After intermission came Tobias Picker's Invisible Lilacs, a work inspired by a paragraph from Proust's A la recherche du Temps Perdu. Picker, a student of Wuorinen, Carter, and Babbitt, learned well from his teachers, but he does not have as individual a voice as any one of the three. Again, the recitalists performed apparently without flaws.
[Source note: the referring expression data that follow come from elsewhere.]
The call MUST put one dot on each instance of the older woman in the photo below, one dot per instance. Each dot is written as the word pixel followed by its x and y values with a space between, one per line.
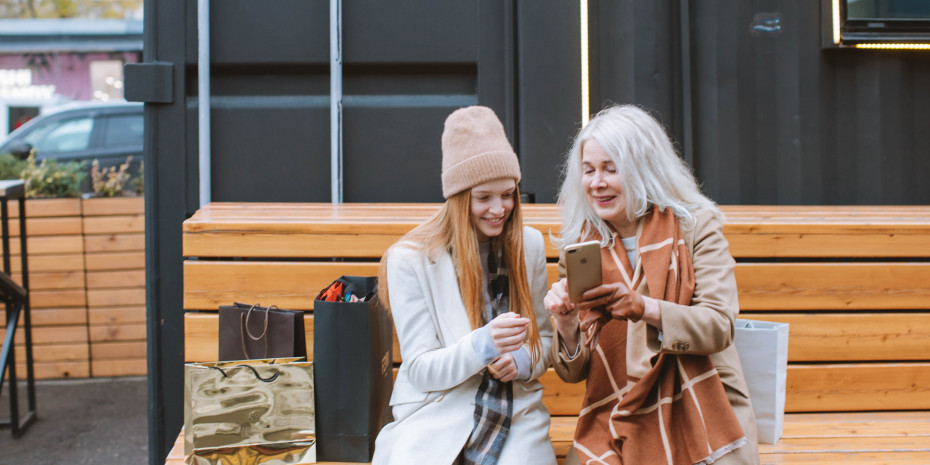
pixel 654 340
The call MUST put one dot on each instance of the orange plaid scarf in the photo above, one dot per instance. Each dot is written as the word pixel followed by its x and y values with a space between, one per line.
pixel 678 413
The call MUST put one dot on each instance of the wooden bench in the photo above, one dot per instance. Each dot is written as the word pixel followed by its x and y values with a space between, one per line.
pixel 853 282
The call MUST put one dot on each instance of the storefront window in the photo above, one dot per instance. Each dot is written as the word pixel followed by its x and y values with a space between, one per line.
pixel 70 135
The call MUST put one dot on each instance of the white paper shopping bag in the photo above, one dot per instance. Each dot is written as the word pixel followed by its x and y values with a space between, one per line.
pixel 763 351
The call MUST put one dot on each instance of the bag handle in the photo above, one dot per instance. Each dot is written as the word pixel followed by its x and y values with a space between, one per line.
pixel 244 324
pixel 254 371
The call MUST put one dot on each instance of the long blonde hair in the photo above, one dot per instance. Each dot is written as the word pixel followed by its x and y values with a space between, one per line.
pixel 452 231
pixel 651 171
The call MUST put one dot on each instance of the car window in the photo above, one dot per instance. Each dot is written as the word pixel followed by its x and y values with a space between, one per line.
pixel 67 135
pixel 123 130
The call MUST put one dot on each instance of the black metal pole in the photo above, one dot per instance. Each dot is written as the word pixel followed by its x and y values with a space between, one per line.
pixel 27 312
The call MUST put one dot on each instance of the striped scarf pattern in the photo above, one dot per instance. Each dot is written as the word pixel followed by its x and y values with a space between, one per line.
pixel 678 412
pixel 494 399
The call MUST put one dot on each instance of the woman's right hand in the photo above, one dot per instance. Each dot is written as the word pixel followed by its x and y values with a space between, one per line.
pixel 563 311
pixel 508 331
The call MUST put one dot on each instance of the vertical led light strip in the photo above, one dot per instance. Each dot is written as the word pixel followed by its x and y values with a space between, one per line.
pixel 585 112
pixel 836 22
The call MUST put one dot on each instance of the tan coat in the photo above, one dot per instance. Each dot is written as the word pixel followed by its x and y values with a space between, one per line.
pixel 706 327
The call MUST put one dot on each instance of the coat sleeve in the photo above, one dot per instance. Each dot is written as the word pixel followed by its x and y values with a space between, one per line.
pixel 535 252
pixel 430 365
pixel 707 325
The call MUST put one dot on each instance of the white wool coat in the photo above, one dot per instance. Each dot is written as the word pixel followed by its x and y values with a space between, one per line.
pixel 434 394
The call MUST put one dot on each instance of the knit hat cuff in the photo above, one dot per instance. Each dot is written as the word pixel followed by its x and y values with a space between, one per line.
pixel 479 169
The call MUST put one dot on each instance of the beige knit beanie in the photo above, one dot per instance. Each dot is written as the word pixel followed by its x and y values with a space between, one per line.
pixel 475 150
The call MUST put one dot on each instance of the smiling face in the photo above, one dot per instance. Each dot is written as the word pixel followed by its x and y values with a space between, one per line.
pixel 491 204
pixel 604 187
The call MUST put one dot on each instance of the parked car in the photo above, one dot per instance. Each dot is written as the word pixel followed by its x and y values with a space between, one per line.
pixel 83 132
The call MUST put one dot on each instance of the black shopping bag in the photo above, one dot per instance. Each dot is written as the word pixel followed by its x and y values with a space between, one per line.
pixel 254 332
pixel 352 362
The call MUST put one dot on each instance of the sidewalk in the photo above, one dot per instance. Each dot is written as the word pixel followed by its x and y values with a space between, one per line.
pixel 99 421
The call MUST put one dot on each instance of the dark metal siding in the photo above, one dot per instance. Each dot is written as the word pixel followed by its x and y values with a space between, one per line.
pixel 775 119
pixel 407 65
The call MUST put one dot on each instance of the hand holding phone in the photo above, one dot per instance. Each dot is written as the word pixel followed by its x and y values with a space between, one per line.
pixel 582 268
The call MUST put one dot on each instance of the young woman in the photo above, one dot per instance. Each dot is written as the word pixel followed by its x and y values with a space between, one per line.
pixel 654 341
pixel 465 289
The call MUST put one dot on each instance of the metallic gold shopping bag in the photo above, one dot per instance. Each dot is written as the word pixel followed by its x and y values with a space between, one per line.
pixel 250 411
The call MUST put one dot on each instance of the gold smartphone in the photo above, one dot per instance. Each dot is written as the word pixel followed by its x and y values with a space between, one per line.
pixel 582 268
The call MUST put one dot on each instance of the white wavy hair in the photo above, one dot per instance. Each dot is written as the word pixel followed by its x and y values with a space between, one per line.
pixel 650 169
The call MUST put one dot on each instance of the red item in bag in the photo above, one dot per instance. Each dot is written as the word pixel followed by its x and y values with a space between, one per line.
pixel 333 293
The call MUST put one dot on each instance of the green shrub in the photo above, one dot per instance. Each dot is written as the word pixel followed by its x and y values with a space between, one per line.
pixel 10 166
pixel 51 179
pixel 111 181
pixel 138 183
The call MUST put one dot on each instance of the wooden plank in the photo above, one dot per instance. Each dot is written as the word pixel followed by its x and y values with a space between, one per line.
pixel 891 386
pixel 47 353
pixel 113 206
pixel 36 208
pixel 259 244
pixel 47 263
pixel 55 370
pixel 55 226
pixel 117 350
pixel 50 335
pixel 261 230
pixel 53 280
pixel 112 333
pixel 115 261
pixel 114 224
pixel 115 279
pixel 115 297
pixel 291 285
pixel 872 386
pixel 833 286
pixel 114 243
pixel 856 424
pixel 57 316
pixel 889 244
pixel 111 368
pixel 58 298
pixel 46 245
pixel 853 336
pixel 116 315
pixel 762 286
pixel 201 337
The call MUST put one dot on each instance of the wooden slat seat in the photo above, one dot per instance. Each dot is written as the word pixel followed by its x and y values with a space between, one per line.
pixel 852 282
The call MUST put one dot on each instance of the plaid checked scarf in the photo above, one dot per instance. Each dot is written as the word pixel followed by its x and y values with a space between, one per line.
pixel 494 399
pixel 678 412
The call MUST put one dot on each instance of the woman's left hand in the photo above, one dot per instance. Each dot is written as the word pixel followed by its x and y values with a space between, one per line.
pixel 606 302
pixel 616 299
pixel 503 368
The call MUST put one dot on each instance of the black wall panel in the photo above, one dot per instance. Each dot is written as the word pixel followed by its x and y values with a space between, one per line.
pixel 406 65
pixel 774 119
Fritz Kreisler's famous bon-bons, Tempo di Minuetto, Schon Rosmarin, Tambourin Chinois, (which sounded, because of the incredible speed with which it was performed, like the Rush Hour in Hong Kong), and Liebesleid, unfortunately were performed in a manner of a businessman-violinist trying to re-create a memory that had already been exquisitely created by Kreisler himself. It is a very difficult task.
Franz Lehar's Hungarian Fantasy, for some reason, seemed to be closest to the duo's heart. It was superbly played and left a decent-sized audience in an excellent mood. In response to the demand for an encore, McDuffie played John Williams' tender and beautiful theme from Schindler's List.
(Stuart Canin, is former Concertmaster of the San Francisco Symphony and of Hollywood film orchestras, and currently Music Director of the New Century Chamber Orchestra.)